Monday, July 31, 2006

Moving On

It's my last night in Phoenix... Up at the crack of dawn tomorrow and on to the northern end of the Sonoran Desert - Kamloops, British Columbia. Today we took my mother-in-law to visit the care facility we are considering for her. We would like her to willingly make the choice...you know, "look kids, I'm 105 years old and I need to have someone looking out for me 24/7, for god's sake don't make me stay in this big old house by myself." Astonishingly, she has not made that pronouncement - not like sang froid's dad who elected to move and apparently has his wits about him.

She liked the facility and loved the lunch they gave us. She wondered aloud about all the "old" people floating around and imagined that if she ever got that old she might need to live in a place like that. Nope, she is not going to willingly volunteer to be moved.

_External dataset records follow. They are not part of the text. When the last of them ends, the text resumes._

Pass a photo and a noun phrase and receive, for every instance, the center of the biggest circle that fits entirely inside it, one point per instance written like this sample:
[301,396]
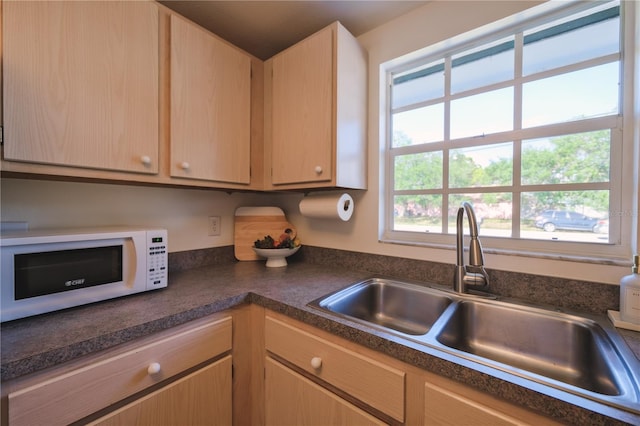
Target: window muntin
[587,93]
[471,117]
[516,116]
[484,66]
[562,42]
[420,84]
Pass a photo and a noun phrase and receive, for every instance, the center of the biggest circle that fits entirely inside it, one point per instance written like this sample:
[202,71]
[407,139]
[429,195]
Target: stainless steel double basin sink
[583,355]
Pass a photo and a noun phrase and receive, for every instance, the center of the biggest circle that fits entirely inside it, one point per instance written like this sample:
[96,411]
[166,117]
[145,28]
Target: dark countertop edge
[47,359]
[580,412]
[538,398]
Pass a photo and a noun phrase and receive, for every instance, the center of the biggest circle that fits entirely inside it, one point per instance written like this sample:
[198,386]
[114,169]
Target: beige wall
[428,25]
[184,212]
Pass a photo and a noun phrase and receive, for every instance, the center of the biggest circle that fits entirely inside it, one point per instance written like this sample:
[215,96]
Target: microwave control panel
[157,259]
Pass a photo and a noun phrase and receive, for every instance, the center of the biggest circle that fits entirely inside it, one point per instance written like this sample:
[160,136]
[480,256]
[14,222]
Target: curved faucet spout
[474,274]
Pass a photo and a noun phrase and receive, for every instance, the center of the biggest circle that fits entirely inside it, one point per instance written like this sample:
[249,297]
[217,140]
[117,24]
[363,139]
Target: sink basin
[567,348]
[582,355]
[402,307]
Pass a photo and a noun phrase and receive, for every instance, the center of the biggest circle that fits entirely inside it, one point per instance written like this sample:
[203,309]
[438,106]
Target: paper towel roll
[327,206]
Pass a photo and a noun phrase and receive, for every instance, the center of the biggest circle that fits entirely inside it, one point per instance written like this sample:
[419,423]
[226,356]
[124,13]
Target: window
[521,124]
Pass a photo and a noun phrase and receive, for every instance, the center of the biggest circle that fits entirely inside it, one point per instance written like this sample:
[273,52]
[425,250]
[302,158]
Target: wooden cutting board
[255,223]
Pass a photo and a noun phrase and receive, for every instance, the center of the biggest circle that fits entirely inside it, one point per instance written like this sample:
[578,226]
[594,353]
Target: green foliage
[576,158]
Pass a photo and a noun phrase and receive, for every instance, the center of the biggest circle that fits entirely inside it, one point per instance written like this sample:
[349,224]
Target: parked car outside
[550,220]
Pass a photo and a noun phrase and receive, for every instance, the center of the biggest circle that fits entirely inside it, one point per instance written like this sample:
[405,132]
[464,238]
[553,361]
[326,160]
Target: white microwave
[48,270]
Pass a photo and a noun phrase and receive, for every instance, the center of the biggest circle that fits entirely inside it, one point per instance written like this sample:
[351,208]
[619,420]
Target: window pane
[578,158]
[417,213]
[418,126]
[483,66]
[418,85]
[563,42]
[565,216]
[418,171]
[482,114]
[486,165]
[493,213]
[573,96]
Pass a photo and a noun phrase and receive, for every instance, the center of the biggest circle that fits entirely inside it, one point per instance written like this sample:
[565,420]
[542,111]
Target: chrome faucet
[473,274]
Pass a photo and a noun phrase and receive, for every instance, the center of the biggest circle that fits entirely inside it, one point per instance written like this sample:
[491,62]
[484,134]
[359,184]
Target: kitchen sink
[563,347]
[399,306]
[579,354]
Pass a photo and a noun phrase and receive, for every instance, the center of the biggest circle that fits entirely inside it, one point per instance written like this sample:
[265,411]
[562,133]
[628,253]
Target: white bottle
[630,294]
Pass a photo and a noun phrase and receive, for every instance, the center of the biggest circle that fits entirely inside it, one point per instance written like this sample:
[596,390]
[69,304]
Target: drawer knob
[154,368]
[316,362]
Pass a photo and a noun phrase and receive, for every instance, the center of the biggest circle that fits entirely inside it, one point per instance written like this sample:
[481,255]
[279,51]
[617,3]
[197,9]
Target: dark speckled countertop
[32,344]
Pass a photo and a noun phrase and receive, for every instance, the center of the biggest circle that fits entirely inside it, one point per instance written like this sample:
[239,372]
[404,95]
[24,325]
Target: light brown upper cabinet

We are not, my husband and I, very assertive with mom. So we are plotting how to convince her that "they" have made a ruling that she can't be on her own anymore. She tends to conform to the rules of "them" whoever they are. (E.G. "They" won't let her drive her car anymore. "They" have made a rule that you have to have tall trees in your yard. - she means the palm trees that have been growing in her neighborhood for 35 years, but every morning she goes out and marvels at the number of trees that have been planted over night by order of "them.")

Anyway, if "they" can convince her that legislation has been passed requiring her to live in a very nice assisted living complex, then all will be fine.

3 comments:

Anonymous said...

If only that would work for my mom. "Mom, they said you shouldn't drive between 11:30 and 1:30, or 4:00 to 6:00." "Mom, they said you can't have more than 6 cans of soup in the cupboard at a time." "Mom, they said you have to throw food out that is at least 6 months past its best before date."
Maybe you could convince Helen that "they" stole Richards things, not you guys.

paul

sang-froid said...

I would be more than happy to write such a letter for you. "Dear Larry's Mom: We have decided it is time to put you in the home. You have no choice. Have fun. Us." I can fake some official-looking letterhead, I'm sure. Let me know when you want it.

Anonymous said...

Ah, I was tagged this morning by another blog buddy and have decided to pass it on to you. You can ignore it if you choose, but it is kind of fun. Check out my blog if you are interested.